Lisa Laframboise

After 19 years, Griffiths Law senior paralegal keeps growing with the firm

Family law is a relationship business.

Lisa Laframboise has built her career on those relationships — her relationship with Griffiths Law founder Suzanne Griffiths, whom she’s worked with for 19 years; serving as the primary point of contact for clients; and showing empathy to those clients in helping them in their own relationships. 


Laframboise has had a storied career with Griffiths. As a former military wife, she had been bouncing from place to place and job to job every few years. When she landed in Colorado, though, she was set on staying. And when she made contact with Griffiths, that became a little easier.

She had been preparing for her move to Denver and had several months to plan when she first reached out to Griffiths. “She and I chatted for probably two months before I moved. We left on a Friday from the East Coast. I got here on a Sunday. Monday was Presidents Day. I interviewed with her on Presidents Day, and I went to trial with her on Tuesday,” Laframboise said. “We didn’t even have a place to live yet. We were in a hotel. We just clicked so well, and it was just the right thing for me.”

Since then, Laframboise has worked with Griffiths and helped her launch a firm — then Gutterman Griffiths — and saw it grow from four employees total into a local leader in family law and later to add a civil litigation practice that brought the firm’s headcount up to roughly 40 attorneys and staff.

Laframboise highlights the relationships with clients for her success as well. The firm’s paralegals are often clients’ primary points of contact, she said, so it’s essential to provide a personal touch as they deal with personal issues that might or might not be legal issues. 

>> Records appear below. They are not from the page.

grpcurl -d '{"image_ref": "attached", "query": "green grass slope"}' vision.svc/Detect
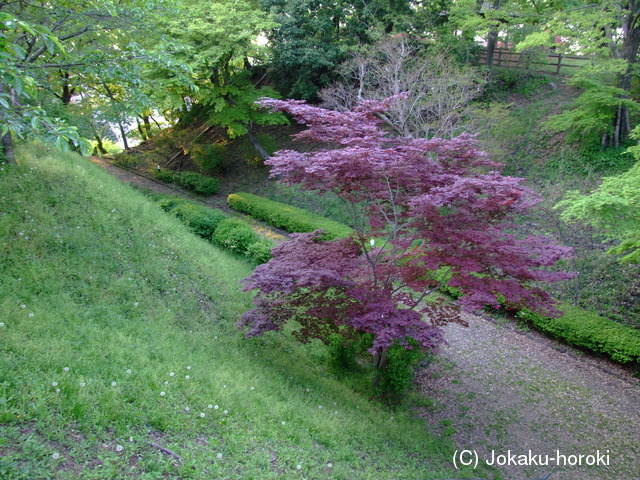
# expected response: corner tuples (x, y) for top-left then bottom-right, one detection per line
(0, 147), (477, 480)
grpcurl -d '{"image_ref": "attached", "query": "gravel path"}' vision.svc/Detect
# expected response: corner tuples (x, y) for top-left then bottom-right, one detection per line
(419, 316), (640, 480)
(92, 157), (640, 480)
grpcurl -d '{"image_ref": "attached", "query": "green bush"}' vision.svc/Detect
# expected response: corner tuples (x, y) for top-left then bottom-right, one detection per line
(171, 202), (228, 239)
(211, 218), (260, 256)
(516, 305), (640, 363)
(374, 339), (424, 404)
(113, 152), (143, 168)
(153, 169), (176, 183)
(227, 193), (353, 240)
(189, 142), (229, 173)
(175, 172), (220, 195)
(245, 239), (273, 264)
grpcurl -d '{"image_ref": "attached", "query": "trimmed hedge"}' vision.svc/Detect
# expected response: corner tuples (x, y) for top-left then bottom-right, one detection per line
(516, 304), (640, 364)
(160, 197), (273, 264)
(227, 192), (353, 240)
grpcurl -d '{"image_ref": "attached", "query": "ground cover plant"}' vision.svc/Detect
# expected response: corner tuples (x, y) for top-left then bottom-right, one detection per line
(240, 99), (571, 398)
(0, 147), (481, 480)
(227, 192), (353, 240)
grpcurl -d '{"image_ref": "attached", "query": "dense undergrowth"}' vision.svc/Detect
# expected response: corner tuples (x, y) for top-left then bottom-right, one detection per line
(0, 147), (480, 480)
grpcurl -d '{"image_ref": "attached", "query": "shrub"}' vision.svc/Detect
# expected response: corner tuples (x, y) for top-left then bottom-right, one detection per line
(246, 239), (273, 263)
(516, 305), (640, 363)
(171, 202), (228, 239)
(113, 152), (142, 168)
(227, 193), (353, 240)
(189, 142), (229, 173)
(153, 169), (176, 183)
(212, 218), (260, 256)
(175, 172), (220, 195)
(373, 339), (425, 404)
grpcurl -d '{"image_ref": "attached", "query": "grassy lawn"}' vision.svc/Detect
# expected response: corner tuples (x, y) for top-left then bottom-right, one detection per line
(0, 146), (480, 480)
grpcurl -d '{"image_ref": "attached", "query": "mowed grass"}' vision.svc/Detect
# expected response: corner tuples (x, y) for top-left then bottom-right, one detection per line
(0, 146), (478, 480)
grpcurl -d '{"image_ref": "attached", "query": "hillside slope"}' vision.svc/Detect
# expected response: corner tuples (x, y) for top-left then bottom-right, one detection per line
(0, 147), (480, 480)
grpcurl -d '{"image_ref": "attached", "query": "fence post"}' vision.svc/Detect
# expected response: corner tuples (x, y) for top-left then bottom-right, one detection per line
(556, 53), (562, 75)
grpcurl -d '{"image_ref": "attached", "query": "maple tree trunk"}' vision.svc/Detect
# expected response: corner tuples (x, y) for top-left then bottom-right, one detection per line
(2, 132), (16, 165)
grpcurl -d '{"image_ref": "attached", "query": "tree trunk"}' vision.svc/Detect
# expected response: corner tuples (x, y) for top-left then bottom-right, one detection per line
(118, 122), (129, 150)
(2, 132), (16, 165)
(94, 133), (109, 155)
(603, 0), (640, 148)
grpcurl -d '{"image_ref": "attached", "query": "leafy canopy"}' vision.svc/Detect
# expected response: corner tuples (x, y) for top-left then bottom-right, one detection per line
(241, 99), (569, 355)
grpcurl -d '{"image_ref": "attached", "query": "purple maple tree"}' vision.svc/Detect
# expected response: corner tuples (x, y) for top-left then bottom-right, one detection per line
(240, 98), (570, 376)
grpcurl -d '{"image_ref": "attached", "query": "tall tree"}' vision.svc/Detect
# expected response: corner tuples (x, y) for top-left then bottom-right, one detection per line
(241, 99), (568, 386)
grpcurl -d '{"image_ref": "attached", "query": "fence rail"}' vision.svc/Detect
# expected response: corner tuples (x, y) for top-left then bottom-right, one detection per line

“I have a firm belief now that when you go through a divorce, it doesn’t end on the day of your decree,” she said. “It doesn’t end when your children turn 21. It ends when, if you don’t learn how to get along, you don’t get to go to the weddings of your grandchildren. It’s generational.” Clients talk to her, and the other paralegals, when they’re in crisis. Laframboise said it’s important to show empathy to help them down from their proverbial ledges. 

TITLE: Senior Paralegal FIRM: Griffiths Law ABOUT LISA: Lisa Laframboise has made her career in family law. But as the firm expanded into civil litigation, she expanded her skills as well.

In her career with the firm, she’s developed some new relationships as well. For instance, when the firm added its civil litigation practice a couple years ago, the dynamic around the office changed. She described it as more laid back now. The civil litigators, millennial attorneys, brought a different energy to the office, she said. And when she began going to trial with them, she found herself in new territory.

Within the Colorado family court system, Laframboise had become a common figure, often showing up alongside Griffiths. But in the civil courts, she was a newcomer. 

“My entire career, from the beginning of time, I’ve always said, ‘make the clerks your best friends.’ Because if they’re your best friends, they’re going to treat you well. And that was what I had to do. I needed to learn. And it wasn’t just from the attorneys, I needed to learn from the judge’s clerk.” 

It’s still been a learning process of finding out what she can and can’t do, but she’s been able to provide perspective to the attorneys in some instances. 

Laframboise puts a personal touch on her community involvements as well. She is active in cancer walks around the country — and creates and sends motivational cards to chemotherapy patients through an organization called Chemo Angels. She said it’s common for patients to receive support at first, but that fades over time. Her goal is to provide moral support throuhgout their treatment. 

“People are there, they’re rallying for you that first month of diagnosis. But then they’re not there after month one, or two, three, four,” Laframboise said. “And so what I’ve always done is I’ve just always just been there.” She said that it’s important to her to share “happy mail,” with people, even if she doesn’t know them. “It’s not a bill, it is some strange lady in Denver, Colorado, who I don’t even know how she got my name, who sends you a card.”

Laframboise said her longevity with Griffiths Law is one of her proudest aspects of her career. 

“It was really huge to me that we have grown as a firm so much. I was happy with the four people — that was my comfort zone, and growing to 40 people is huge to me,” she said. “And it partly may be because of the military life. You become family wherever you are. I don’t have family in Colorado, my family was on the East Coast, so this is my family. This is my life.”